Nach meinen Anmerkungen zur von mir als schnell empfundenen Auftaktakkorde in Lüneburg übermittelte mir der Lüneburger Musikdirektor und Dirigent des »Hoffmann«, Urs-Michael Theus, folgende Stellungnahme, für die ich mich ausdrücklich bedanken möchte, nicht zuletzt weil sie auch einen Einblick in die Vorbereitungsarbeit einer Operneinstudierung erlaubt.


„Mit Ihrer Ansicht, dass die ersten Takte des Vorspiels für ein maestoso zu schnell sind, haben Sie völlig recht. Ich habe mir über diese Einleitung lange des Kopf zerbrochen und mir die Haare gerauft.

Für mich ist Partiturtreue eine der wichtigsten Grundlagen meines Berufsstandes, und ich fühle mich ihr zutiefst verpflichtet. Wenn es Metronom-Angaben zu den Werken gibt, sind diese für mich beinahe so wichtig wie die richtige Tonhöhe oder der Rhythmus. (Natürlich weiß ich, dass die gleiche Metronomzahl – gespielt in einer Kirche – anders klingt, anders unsere Sinnesorgane erreicht als in einem Raum mit trockener Akustik.)

Über der Hoffmann-Einleitung steht keine Metronom-Angabe, sondern maestoso. Die rhythmische Struktur weist allerdings scharfe Synkopen auf. Und entweder man interpretiert die Stelle langsam, mehr „majestätisch“ - dann verpufft die scharfe Wirkung der Synkopen, oder man nimmt es etwas forscher, wie ich es gemacht habe, hat knackigere Synkopen, aber weniger maestoso. Ab Takt 5, wo die Synkopen-Rhythmen der Fanfare weichen, habe ich ja etwas gebremst und sehr majestätisch spielen lassen.


Vielleicht haben Sie sich auch über das schnelle Tempo gewundert, mit dem ich zu Beginn des Giulietta-Aktes die „Barcarole“ begonnen habe. Wie Sie sicher wissen, ist die Barcarole ursprünglich gar nicht aus „Hoffmann“, sondern aus der romantischen Oper „Die Rheinnixen“. Ich habe mir von diesem Werk eine Partitur besorgt, die beste, die ich bekommen konnte, nämlich die neue Urtext-Ausgabe. Und dort beginnt es nicht, wie im „Hoffmann“, mit allegretto 6/8, sondern mit allegro 6/8, erst kurz vor Gesangeinsatz gibt es dort ein ritardando, erst dann allegretto.

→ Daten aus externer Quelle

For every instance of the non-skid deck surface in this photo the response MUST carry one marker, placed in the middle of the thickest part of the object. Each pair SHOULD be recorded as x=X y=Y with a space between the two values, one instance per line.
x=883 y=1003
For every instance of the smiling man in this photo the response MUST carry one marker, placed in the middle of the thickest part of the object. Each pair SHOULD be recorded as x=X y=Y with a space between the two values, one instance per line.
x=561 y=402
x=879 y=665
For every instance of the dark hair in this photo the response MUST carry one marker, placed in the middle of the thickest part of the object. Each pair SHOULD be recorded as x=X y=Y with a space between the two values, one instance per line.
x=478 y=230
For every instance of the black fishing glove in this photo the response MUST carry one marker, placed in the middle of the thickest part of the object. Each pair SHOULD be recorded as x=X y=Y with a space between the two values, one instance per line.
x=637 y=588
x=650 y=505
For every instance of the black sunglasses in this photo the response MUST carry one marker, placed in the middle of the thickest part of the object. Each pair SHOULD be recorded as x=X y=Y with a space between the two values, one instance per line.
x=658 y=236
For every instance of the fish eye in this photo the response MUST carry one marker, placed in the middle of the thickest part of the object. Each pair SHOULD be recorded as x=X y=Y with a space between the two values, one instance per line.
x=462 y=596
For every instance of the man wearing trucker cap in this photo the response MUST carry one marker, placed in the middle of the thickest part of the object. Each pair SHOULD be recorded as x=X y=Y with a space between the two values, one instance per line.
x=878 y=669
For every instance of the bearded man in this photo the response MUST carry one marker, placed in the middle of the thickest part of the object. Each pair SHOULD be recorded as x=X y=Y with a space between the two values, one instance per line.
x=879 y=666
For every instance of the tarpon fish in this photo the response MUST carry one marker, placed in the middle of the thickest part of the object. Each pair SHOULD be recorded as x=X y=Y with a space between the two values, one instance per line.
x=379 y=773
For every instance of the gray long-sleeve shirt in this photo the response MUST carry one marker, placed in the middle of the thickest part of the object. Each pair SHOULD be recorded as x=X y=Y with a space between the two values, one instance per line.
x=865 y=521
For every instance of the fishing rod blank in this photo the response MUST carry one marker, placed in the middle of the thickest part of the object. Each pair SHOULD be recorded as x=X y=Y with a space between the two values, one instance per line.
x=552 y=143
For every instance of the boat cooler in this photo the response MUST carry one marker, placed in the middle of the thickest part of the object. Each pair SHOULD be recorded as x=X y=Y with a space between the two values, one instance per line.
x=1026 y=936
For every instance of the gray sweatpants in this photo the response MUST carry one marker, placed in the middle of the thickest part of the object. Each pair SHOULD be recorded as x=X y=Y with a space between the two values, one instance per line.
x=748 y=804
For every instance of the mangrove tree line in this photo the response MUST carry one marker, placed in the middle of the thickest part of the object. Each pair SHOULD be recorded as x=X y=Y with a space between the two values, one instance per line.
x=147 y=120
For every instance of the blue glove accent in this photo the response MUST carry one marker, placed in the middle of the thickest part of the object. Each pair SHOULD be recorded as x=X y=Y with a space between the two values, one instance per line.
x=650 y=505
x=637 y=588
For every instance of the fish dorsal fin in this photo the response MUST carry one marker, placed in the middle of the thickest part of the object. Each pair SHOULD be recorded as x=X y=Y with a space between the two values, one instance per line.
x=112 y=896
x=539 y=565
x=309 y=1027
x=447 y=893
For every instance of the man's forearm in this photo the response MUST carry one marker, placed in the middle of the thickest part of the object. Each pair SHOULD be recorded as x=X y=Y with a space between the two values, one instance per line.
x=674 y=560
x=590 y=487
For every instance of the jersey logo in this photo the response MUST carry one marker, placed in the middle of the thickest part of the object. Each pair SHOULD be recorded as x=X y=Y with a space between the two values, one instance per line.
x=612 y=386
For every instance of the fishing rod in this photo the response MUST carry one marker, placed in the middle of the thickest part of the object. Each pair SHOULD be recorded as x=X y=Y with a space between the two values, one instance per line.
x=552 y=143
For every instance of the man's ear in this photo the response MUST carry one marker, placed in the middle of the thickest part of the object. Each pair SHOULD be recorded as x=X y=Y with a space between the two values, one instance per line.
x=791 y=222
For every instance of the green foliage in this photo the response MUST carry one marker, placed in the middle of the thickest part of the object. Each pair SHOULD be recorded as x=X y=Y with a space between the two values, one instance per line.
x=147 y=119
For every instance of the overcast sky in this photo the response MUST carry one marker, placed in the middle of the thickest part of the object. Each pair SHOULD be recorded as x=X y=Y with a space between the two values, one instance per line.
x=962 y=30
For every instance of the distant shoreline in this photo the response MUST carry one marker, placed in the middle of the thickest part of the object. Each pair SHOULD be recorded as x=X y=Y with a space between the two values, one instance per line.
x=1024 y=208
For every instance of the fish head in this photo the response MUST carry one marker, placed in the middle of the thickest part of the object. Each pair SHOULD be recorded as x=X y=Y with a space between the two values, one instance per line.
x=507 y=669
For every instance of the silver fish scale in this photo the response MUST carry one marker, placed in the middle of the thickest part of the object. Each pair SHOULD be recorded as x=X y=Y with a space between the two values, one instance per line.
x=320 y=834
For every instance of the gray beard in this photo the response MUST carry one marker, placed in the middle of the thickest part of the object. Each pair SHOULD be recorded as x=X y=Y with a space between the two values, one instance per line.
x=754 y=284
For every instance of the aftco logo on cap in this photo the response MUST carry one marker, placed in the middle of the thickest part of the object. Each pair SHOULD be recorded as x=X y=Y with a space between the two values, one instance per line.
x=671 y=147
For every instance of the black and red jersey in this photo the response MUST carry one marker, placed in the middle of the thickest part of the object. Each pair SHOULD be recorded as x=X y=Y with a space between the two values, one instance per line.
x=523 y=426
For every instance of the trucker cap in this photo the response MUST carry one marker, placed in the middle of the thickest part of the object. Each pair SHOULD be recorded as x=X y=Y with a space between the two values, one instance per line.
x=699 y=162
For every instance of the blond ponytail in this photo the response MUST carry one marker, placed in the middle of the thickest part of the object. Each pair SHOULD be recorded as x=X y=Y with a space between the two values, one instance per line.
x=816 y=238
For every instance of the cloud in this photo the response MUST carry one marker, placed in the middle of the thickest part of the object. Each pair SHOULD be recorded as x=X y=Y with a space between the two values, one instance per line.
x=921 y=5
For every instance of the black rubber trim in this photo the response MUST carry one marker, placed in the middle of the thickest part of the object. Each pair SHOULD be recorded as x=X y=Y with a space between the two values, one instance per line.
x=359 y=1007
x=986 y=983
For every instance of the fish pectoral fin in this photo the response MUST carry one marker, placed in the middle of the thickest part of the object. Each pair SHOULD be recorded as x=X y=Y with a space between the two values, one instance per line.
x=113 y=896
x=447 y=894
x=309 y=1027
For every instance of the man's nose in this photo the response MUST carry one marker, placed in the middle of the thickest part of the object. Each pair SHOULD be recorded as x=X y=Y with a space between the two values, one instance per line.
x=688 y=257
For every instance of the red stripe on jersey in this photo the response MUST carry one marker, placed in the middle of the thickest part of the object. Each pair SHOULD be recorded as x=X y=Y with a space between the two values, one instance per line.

Über den „Hoffmann“ ist Offenbach leider verstorben, die endgültige Fassung nie ganz geklärt, die Instrumentation vieler Nummern von anderer Hand besorgt. Deshalb habe ich mir erlaubt, den Notentext der „Rheinnixen“ als den ursprünglichen anzusehen. Außerdem schließt sich so viel besser die Klammer um de Akt: Wenn Hoffmann sein Spiegelbild verloren hat, Giulietta sich davon macht und die Barcarole wiederholt wird, nun vom Chor gesungen, geht es auch in einen allegro-6/8-Teil über.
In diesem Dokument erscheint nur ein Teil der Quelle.